Paul Farmer talks about how the shitty roads and crappy tap-taps in rural Haiti cause lots of accidents that ruin lives, and how these risks (the risk of being in an accident, and of not being able to navigate or adjust well to the sequelae thereof) is disproportionately high amongst the rural poor. I have been trying to figure out if this most recent accident is similar. Can what happened on Sunday be interpreted in a critical anthropological perspective; can the impact on peoples’ lives be placed in the context of poverty and marginalization?

The difficulty I have been having with contextualizing the accident is that it was so random that Vicente’s family members happened to be on that particular pickup. There are many people who travel on pickups and camionetas (chicken buses), many of which pass by Quixayá every day. It just seemed like what happened to Vicente’s family was out of horrible chance. I suppose that because Vicente and all the people who live in the rural areas here, including me and Elena now, have this same baseline risk, it seems random that some people get hurt and others do not.
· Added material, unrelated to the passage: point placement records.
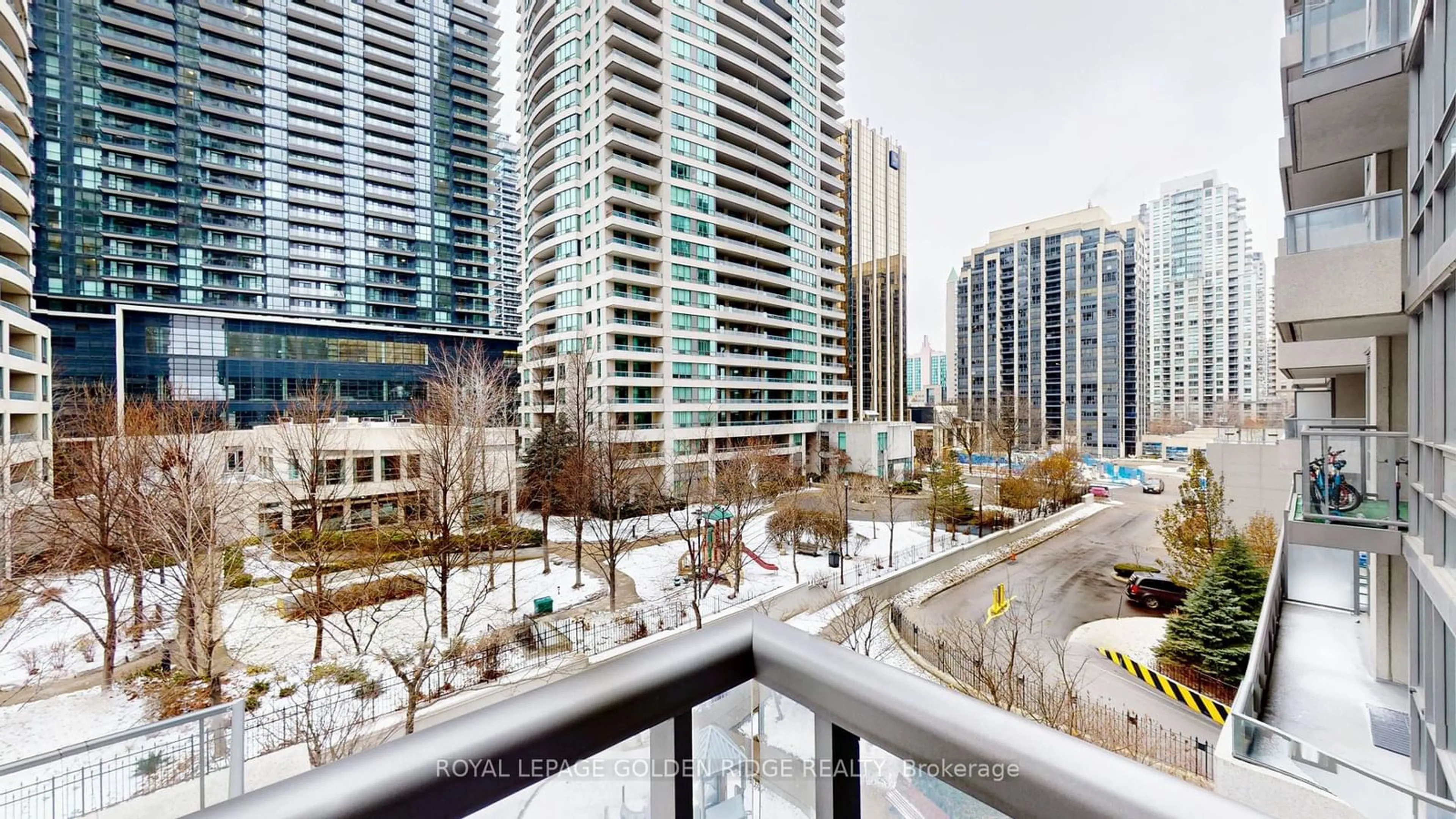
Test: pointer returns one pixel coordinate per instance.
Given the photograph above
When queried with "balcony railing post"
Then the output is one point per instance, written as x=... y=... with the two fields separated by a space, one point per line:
x=670 y=795
x=836 y=774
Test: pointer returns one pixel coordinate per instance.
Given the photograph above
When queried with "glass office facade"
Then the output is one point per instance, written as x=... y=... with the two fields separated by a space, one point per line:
x=264 y=158
x=255 y=366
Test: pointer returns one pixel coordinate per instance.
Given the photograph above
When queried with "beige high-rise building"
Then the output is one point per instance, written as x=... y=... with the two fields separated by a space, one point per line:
x=875 y=273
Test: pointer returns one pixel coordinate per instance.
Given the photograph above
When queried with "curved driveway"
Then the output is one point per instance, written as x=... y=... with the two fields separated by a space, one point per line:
x=1071 y=576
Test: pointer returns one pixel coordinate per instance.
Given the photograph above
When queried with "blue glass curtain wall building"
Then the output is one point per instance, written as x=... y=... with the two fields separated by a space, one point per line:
x=268 y=159
x=254 y=368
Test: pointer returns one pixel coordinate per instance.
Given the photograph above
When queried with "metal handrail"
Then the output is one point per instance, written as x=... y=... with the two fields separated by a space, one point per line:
x=1341 y=203
x=656 y=690
x=235 y=713
x=1305 y=751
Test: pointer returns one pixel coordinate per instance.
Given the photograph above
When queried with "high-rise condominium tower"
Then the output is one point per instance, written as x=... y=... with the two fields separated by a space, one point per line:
x=925 y=375
x=685 y=221
x=875 y=275
x=1210 y=323
x=238 y=199
x=25 y=350
x=1046 y=333
x=506 y=234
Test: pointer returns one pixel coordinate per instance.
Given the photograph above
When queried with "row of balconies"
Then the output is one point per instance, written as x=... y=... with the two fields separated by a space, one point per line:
x=1340 y=271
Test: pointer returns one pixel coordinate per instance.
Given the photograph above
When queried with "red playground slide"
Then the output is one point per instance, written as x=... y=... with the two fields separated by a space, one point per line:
x=759 y=560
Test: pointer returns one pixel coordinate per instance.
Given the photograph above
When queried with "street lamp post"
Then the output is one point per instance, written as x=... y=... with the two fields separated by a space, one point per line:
x=844 y=551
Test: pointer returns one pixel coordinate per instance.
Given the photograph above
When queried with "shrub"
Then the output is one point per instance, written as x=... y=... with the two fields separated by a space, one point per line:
x=341 y=675
x=9 y=604
x=175 y=694
x=151 y=764
x=1128 y=569
x=232 y=562
x=503 y=535
x=355 y=596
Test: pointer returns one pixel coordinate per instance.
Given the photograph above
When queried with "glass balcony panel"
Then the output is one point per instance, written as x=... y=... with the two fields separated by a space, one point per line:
x=1343 y=225
x=889 y=786
x=1350 y=477
x=1337 y=31
x=613 y=783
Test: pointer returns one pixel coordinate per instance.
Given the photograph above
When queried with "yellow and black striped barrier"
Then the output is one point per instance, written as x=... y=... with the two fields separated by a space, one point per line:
x=1177 y=691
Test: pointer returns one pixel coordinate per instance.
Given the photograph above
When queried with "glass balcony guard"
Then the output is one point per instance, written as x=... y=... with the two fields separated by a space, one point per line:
x=1340 y=225
x=1337 y=31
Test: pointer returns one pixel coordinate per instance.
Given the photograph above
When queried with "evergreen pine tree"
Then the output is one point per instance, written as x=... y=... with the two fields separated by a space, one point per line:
x=1213 y=632
x=1244 y=575
x=957 y=502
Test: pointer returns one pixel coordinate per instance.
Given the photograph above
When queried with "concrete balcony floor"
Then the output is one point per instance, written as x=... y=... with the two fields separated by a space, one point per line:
x=1321 y=690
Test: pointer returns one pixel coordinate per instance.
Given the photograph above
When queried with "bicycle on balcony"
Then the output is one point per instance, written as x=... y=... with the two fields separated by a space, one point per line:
x=1329 y=487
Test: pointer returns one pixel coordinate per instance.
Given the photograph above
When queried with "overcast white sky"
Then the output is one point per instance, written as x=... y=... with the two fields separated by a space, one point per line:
x=1017 y=110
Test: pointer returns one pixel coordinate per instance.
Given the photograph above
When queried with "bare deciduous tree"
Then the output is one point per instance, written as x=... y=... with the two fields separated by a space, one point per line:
x=308 y=470
x=618 y=483
x=94 y=525
x=855 y=623
x=468 y=401
x=193 y=512
x=686 y=513
x=746 y=486
x=1012 y=662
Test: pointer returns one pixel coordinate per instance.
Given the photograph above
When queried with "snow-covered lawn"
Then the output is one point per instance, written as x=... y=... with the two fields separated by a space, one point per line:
x=34 y=728
x=46 y=626
x=1133 y=636
x=260 y=636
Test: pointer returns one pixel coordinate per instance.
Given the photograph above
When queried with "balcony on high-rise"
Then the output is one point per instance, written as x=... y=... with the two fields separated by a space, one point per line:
x=1338 y=271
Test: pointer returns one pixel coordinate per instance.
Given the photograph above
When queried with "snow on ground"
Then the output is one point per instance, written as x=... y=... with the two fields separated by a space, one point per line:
x=1133 y=636
x=46 y=621
x=38 y=726
x=258 y=634
x=816 y=621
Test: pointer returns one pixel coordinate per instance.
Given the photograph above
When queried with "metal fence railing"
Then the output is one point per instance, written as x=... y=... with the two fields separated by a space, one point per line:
x=197 y=744
x=104 y=783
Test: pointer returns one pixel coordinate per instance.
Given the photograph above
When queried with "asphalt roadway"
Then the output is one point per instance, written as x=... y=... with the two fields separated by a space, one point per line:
x=1071 y=581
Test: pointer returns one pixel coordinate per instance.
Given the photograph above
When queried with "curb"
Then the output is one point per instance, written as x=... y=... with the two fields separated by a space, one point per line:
x=1196 y=701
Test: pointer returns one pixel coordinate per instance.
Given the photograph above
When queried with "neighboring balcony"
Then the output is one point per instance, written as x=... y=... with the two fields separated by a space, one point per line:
x=1345 y=89
x=1353 y=487
x=1338 y=271
x=1323 y=359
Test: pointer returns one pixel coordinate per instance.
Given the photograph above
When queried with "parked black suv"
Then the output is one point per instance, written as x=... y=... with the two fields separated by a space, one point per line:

But the fact is that Vicente and his family would not have the same baseline risk if they were commuting in Chicago—I do not fear for my life every time I am faced with the prospect of taking the CTA trains and busses in Chicago. But Vicente is definitely afraid of camionetas, to the point of insisting that we not take them. When I asked Rosa, a health promoter from Pampojila (the community where we live), if there were less deaths in the colonia after the highway was paved (thinking that she would say yes, because more people could get to the San Lucas hospital on time now), she said no, there are more deaths because the cars crash and sometimes even run over people. The risks related to automobile accidents here are so widespread that they become normalized for me, someone who is living here and thereby taking on, to some small degree, the risks that are a daily part of life for people here. There is a reason that “traumotología” is such a popularly claimed medical specialty here—the majority of the population in this country is not riding around in their own car with a valid license, and that is why there is so much automobile accident-related trauma (and why it is lucrative to be a traumatologist). A long, integrated process of poverty and marginalization have made it normal to ride around the Guatemalan highlands standing up in the back of a small pickup truck that struggles to move uphill under the weight of the other 20 people standing with you; the same process has created inadequate numbers of corrupt traffic police and allowed many people, including many drivers of public transportation, to drive without a license.

And these same processes have made emergency and rehabilitative medical care relatively or absolutely inaccessible to most people in our communities here. So for instance, Vicente’s mother-in-law needed a head CT immediately, and she probably didn’t get it for another 4-5 hours; when she finally got it, her husband had to pay 400 Quetzales (two weeks’ salary for a campesino around here) for it. Nobody should ever have to pay to see a doctor or get diagnostic tests or medicine. But this is only the last part of a long sequence of problems.

2 comments:

Unknown said...

18 people! wow. was this truck similar to the truck we took in el salvador? were these 18 people lauched out of the truck bed?

Unknown said...

i actually disagree with you shom. you can't provide free medical care for every single problem that people think they have. paying for medical care is appropriate in some circumstances.